The Hoopla
- Company type: Private
- Website type: News
- Available in: English
- Headquarters: {{{location_country}}}
- Area served: Worldwide
- Founders: Wendy Harmer and Jane Waterhouse
- Website: thehoopla.com.au

= The Hoopla =

Australian news and opinion website

The Hoopla was an Australian news and opinion website founded by Wendy Harmer and Jane Waterhouse, active from 2011 to 2015. In almost four years, The Hoopla published 5000 articles from 300 writers.

==History==
The Hoopla was launched in mid-2011 to present "news through the eyes of women" to women over 35 whose children were grown, or who had never had children. At the time, many websites targeted towards women were parenting websites. A sister website, Birdee, was aimed at younger women.

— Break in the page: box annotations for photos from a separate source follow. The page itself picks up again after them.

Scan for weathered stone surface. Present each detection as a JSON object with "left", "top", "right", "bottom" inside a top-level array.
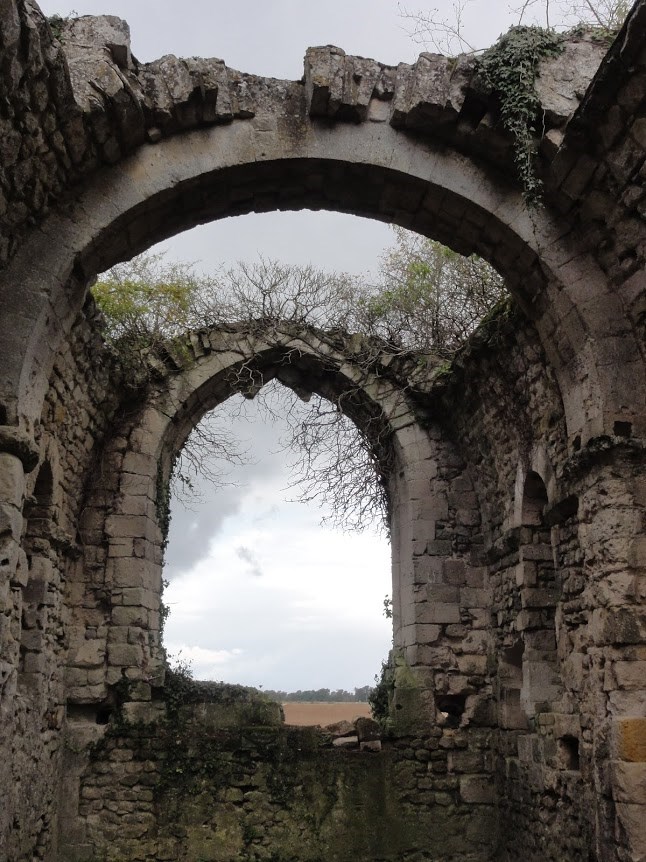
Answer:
[{"left": 0, "top": 6, "right": 646, "bottom": 862}]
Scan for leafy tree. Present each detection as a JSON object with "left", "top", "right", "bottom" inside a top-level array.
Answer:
[
  {"left": 360, "top": 227, "right": 506, "bottom": 356},
  {"left": 400, "top": 0, "right": 632, "bottom": 56},
  {"left": 93, "top": 229, "right": 505, "bottom": 529}
]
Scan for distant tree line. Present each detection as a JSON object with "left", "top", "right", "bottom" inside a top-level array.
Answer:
[{"left": 263, "top": 685, "right": 372, "bottom": 703}]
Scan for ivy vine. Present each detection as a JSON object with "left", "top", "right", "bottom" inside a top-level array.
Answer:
[{"left": 478, "top": 26, "right": 563, "bottom": 208}]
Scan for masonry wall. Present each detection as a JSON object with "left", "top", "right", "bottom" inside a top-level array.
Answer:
[
  {"left": 0, "top": 303, "right": 116, "bottom": 860},
  {"left": 438, "top": 318, "right": 644, "bottom": 862},
  {"left": 58, "top": 685, "right": 496, "bottom": 862}
]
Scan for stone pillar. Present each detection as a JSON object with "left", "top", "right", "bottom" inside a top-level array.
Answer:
[
  {"left": 559, "top": 440, "right": 646, "bottom": 862},
  {"left": 0, "top": 426, "right": 38, "bottom": 848},
  {"left": 393, "top": 426, "right": 491, "bottom": 726}
]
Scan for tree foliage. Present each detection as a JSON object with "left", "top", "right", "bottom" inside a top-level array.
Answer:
[
  {"left": 399, "top": 0, "right": 632, "bottom": 56},
  {"left": 94, "top": 229, "right": 505, "bottom": 529}
]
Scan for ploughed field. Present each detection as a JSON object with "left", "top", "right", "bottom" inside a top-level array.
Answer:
[{"left": 283, "top": 701, "right": 371, "bottom": 727}]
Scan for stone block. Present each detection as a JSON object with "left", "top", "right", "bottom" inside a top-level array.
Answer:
[
  {"left": 590, "top": 608, "right": 646, "bottom": 644},
  {"left": 458, "top": 655, "right": 487, "bottom": 676},
  {"left": 426, "top": 584, "right": 460, "bottom": 603},
  {"left": 415, "top": 624, "right": 442, "bottom": 644},
  {"left": 112, "top": 605, "right": 149, "bottom": 629},
  {"left": 117, "top": 587, "right": 159, "bottom": 611},
  {"left": 417, "top": 602, "right": 460, "bottom": 625},
  {"left": 612, "top": 718, "right": 646, "bottom": 763},
  {"left": 108, "top": 643, "right": 143, "bottom": 667},
  {"left": 520, "top": 587, "right": 556, "bottom": 608},
  {"left": 612, "top": 760, "right": 646, "bottom": 805},
  {"left": 70, "top": 638, "right": 105, "bottom": 668},
  {"left": 520, "top": 545, "right": 554, "bottom": 563},
  {"left": 614, "top": 661, "right": 646, "bottom": 689},
  {"left": 616, "top": 802, "right": 646, "bottom": 862},
  {"left": 460, "top": 587, "right": 491, "bottom": 608},
  {"left": 448, "top": 751, "right": 484, "bottom": 773},
  {"left": 108, "top": 557, "right": 159, "bottom": 589},
  {"left": 0, "top": 452, "right": 25, "bottom": 509},
  {"left": 460, "top": 775, "right": 496, "bottom": 805},
  {"left": 516, "top": 560, "right": 537, "bottom": 587}
]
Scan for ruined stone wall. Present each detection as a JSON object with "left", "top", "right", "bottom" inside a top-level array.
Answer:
[
  {"left": 438, "top": 318, "right": 644, "bottom": 862},
  {"left": 0, "top": 304, "right": 116, "bottom": 859},
  {"left": 58, "top": 685, "right": 496, "bottom": 862}
]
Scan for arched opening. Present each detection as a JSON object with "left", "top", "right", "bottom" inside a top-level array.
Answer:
[
  {"left": 516, "top": 471, "right": 562, "bottom": 719},
  {"left": 18, "top": 460, "right": 58, "bottom": 685},
  {"left": 163, "top": 384, "right": 392, "bottom": 724}
]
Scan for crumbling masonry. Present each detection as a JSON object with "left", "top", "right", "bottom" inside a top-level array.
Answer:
[{"left": 0, "top": 0, "right": 646, "bottom": 862}]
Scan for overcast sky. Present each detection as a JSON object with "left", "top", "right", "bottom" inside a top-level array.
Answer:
[{"left": 40, "top": 0, "right": 524, "bottom": 690}]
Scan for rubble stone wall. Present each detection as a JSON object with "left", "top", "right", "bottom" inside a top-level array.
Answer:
[{"left": 0, "top": 0, "right": 646, "bottom": 862}]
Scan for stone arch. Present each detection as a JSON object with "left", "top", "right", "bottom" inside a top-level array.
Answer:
[
  {"left": 0, "top": 114, "right": 646, "bottom": 445},
  {"left": 68, "top": 326, "right": 453, "bottom": 703}
]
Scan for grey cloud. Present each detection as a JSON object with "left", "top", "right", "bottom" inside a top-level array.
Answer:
[{"left": 236, "top": 545, "right": 262, "bottom": 578}]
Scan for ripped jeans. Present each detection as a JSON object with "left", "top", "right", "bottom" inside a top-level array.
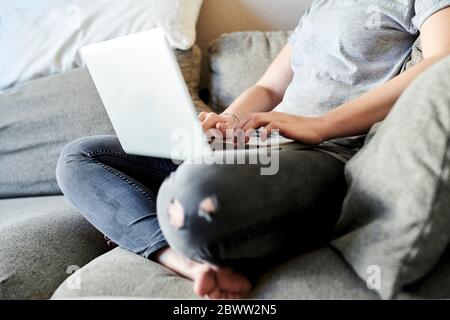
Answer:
[{"left": 57, "top": 136, "right": 358, "bottom": 272}]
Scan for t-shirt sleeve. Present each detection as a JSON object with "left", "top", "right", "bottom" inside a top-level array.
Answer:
[
  {"left": 288, "top": 8, "right": 310, "bottom": 45},
  {"left": 412, "top": 0, "right": 450, "bottom": 31}
]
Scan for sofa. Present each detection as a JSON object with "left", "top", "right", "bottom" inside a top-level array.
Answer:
[{"left": 0, "top": 27, "right": 450, "bottom": 300}]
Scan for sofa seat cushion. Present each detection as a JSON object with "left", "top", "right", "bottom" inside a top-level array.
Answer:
[
  {"left": 0, "top": 46, "right": 212, "bottom": 199},
  {"left": 0, "top": 196, "right": 108, "bottom": 300},
  {"left": 52, "top": 247, "right": 377, "bottom": 299}
]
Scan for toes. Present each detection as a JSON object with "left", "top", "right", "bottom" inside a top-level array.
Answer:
[
  {"left": 207, "top": 288, "right": 224, "bottom": 300},
  {"left": 194, "top": 269, "right": 217, "bottom": 297}
]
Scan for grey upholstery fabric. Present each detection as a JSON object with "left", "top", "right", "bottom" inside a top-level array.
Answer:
[
  {"left": 209, "top": 31, "right": 422, "bottom": 112},
  {"left": 0, "top": 47, "right": 212, "bottom": 199},
  {"left": 209, "top": 31, "right": 291, "bottom": 111},
  {"left": 0, "top": 196, "right": 108, "bottom": 300},
  {"left": 52, "top": 247, "right": 377, "bottom": 299},
  {"left": 333, "top": 57, "right": 450, "bottom": 298}
]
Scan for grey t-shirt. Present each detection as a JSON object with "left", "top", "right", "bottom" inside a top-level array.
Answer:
[{"left": 275, "top": 0, "right": 450, "bottom": 116}]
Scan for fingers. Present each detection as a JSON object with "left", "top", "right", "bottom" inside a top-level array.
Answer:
[
  {"left": 198, "top": 111, "right": 208, "bottom": 122},
  {"left": 237, "top": 113, "right": 270, "bottom": 131},
  {"left": 199, "top": 112, "right": 223, "bottom": 130}
]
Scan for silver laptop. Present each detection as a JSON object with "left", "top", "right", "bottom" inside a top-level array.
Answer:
[{"left": 81, "top": 28, "right": 292, "bottom": 160}]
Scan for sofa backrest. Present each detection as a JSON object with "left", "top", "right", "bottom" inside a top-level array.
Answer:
[{"left": 197, "top": 0, "right": 312, "bottom": 87}]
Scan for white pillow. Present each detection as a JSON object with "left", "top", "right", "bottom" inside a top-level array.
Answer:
[{"left": 0, "top": 0, "right": 203, "bottom": 90}]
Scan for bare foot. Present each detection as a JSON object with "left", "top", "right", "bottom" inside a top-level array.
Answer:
[{"left": 155, "top": 248, "right": 252, "bottom": 299}]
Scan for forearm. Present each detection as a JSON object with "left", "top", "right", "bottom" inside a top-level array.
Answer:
[
  {"left": 321, "top": 55, "right": 445, "bottom": 140},
  {"left": 224, "top": 85, "right": 281, "bottom": 119}
]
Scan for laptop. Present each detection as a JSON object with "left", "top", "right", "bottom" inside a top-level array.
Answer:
[{"left": 81, "top": 28, "right": 292, "bottom": 161}]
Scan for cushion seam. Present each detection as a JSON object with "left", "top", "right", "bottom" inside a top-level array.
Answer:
[{"left": 393, "top": 109, "right": 450, "bottom": 295}]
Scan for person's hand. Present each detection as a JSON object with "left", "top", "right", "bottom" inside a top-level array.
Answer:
[
  {"left": 235, "top": 112, "right": 326, "bottom": 144},
  {"left": 198, "top": 112, "right": 239, "bottom": 137}
]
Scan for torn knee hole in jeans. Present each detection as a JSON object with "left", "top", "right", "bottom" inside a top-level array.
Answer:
[
  {"left": 167, "top": 196, "right": 218, "bottom": 229},
  {"left": 198, "top": 196, "right": 217, "bottom": 222},
  {"left": 167, "top": 199, "right": 184, "bottom": 229}
]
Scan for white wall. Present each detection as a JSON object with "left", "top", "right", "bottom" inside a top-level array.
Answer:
[{"left": 197, "top": 0, "right": 311, "bottom": 83}]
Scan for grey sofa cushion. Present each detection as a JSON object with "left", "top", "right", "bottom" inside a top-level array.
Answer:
[
  {"left": 209, "top": 31, "right": 422, "bottom": 112},
  {"left": 0, "top": 47, "right": 212, "bottom": 199},
  {"left": 52, "top": 247, "right": 377, "bottom": 299},
  {"left": 209, "top": 31, "right": 291, "bottom": 111},
  {"left": 0, "top": 196, "right": 108, "bottom": 300},
  {"left": 333, "top": 57, "right": 450, "bottom": 298}
]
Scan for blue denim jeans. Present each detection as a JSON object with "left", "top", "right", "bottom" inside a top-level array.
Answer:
[{"left": 57, "top": 136, "right": 358, "bottom": 266}]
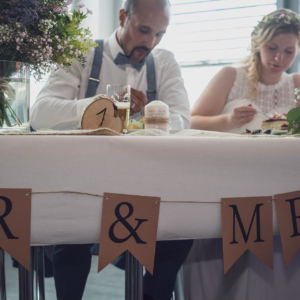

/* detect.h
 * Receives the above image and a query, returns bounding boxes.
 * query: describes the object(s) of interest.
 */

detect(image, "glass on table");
[106,84,131,133]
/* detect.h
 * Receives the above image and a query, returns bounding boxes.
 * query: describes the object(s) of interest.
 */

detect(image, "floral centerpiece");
[0,0,97,127]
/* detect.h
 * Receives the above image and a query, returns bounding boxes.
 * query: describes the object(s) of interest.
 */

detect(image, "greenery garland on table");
[286,88,300,134]
[0,0,97,127]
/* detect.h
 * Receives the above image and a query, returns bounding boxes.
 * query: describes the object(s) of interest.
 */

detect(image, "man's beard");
[127,46,151,59]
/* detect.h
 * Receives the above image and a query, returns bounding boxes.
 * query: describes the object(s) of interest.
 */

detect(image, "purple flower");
[77,2,84,8]
[53,6,60,12]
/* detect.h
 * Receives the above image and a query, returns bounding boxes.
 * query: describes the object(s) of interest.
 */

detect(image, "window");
[159,0,277,106]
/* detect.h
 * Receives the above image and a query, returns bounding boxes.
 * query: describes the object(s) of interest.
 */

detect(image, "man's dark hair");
[123,0,171,19]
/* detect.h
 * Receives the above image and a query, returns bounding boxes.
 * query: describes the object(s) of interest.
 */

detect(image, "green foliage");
[286,107,300,134]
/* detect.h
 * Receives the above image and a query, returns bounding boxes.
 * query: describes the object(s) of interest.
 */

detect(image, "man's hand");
[130,88,148,116]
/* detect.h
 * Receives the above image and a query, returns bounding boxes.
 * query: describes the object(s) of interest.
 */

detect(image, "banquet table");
[0,134,300,299]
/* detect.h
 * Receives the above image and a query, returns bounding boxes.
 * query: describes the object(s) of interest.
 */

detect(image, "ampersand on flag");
[98,193,160,274]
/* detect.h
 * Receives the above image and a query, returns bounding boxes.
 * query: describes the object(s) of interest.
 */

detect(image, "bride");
[191,9,300,132]
[183,9,300,300]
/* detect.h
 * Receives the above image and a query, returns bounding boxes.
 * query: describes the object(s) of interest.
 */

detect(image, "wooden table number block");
[81,95,123,133]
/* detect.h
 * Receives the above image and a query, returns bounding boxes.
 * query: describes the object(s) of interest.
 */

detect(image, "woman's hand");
[229,104,257,128]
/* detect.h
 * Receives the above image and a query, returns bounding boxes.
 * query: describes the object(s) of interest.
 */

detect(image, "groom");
[31,0,193,300]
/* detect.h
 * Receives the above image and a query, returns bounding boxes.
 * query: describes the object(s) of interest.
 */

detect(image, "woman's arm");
[191,67,256,131]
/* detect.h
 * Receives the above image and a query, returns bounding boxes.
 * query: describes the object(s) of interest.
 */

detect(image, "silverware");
[257,110,269,119]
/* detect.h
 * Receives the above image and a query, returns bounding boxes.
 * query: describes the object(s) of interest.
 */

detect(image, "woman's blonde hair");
[244,8,300,99]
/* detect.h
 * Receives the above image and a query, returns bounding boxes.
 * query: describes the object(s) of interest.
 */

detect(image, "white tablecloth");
[0,136,300,245]
[0,136,300,300]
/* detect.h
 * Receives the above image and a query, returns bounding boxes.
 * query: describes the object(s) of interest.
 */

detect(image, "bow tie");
[114,52,145,71]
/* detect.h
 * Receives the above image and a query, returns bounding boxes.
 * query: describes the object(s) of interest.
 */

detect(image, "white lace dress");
[221,67,296,133]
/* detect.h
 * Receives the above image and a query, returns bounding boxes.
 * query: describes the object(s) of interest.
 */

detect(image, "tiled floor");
[5,253,125,300]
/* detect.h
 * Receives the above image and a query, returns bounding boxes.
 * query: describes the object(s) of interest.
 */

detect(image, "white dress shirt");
[30,32,191,130]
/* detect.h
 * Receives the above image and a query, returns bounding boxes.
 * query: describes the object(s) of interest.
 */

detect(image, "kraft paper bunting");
[98,193,160,274]
[222,197,273,274]
[274,191,300,267]
[0,189,31,270]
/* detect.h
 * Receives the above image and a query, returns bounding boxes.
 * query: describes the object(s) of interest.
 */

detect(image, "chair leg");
[19,247,34,300]
[34,246,45,300]
[0,248,6,300]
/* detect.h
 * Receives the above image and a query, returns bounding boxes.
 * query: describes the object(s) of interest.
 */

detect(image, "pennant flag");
[274,191,300,267]
[98,193,160,274]
[0,189,31,270]
[222,197,273,274]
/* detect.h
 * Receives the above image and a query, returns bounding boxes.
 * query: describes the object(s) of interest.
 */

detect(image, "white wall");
[79,0,122,39]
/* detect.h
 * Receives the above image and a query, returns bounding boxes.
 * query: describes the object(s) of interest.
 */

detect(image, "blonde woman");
[191,9,300,132]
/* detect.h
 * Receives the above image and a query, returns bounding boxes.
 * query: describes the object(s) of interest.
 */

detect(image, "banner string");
[26,191,279,204]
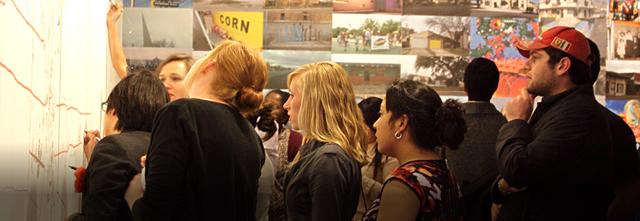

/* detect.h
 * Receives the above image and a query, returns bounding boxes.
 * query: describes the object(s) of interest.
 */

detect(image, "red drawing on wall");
[7,0,44,44]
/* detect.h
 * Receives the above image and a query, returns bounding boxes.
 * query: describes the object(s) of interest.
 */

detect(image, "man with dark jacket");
[589,39,640,221]
[445,58,507,221]
[493,26,613,221]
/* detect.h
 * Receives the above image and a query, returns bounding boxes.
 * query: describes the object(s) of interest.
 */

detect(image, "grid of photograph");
[117,0,640,99]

Citing a lack of advertising revenue as advertisers were reluctant to spend money targeting over-50s, the website introduced a hard paywall in April 2014 making articles accessible to subscribers only. This saw subscriptions plateau and visits slump. The paywall was later softened in October 2014 and subscriptions began growing by 20% month to month to 5000 overall.

On 23 March 2015, Wendy Harmer announced in a post at website that The Hoopla would cease publication, citing increased competition from big players and her desire to pay contributors fairly. The website's previously published articles are available through the Wayback Machine.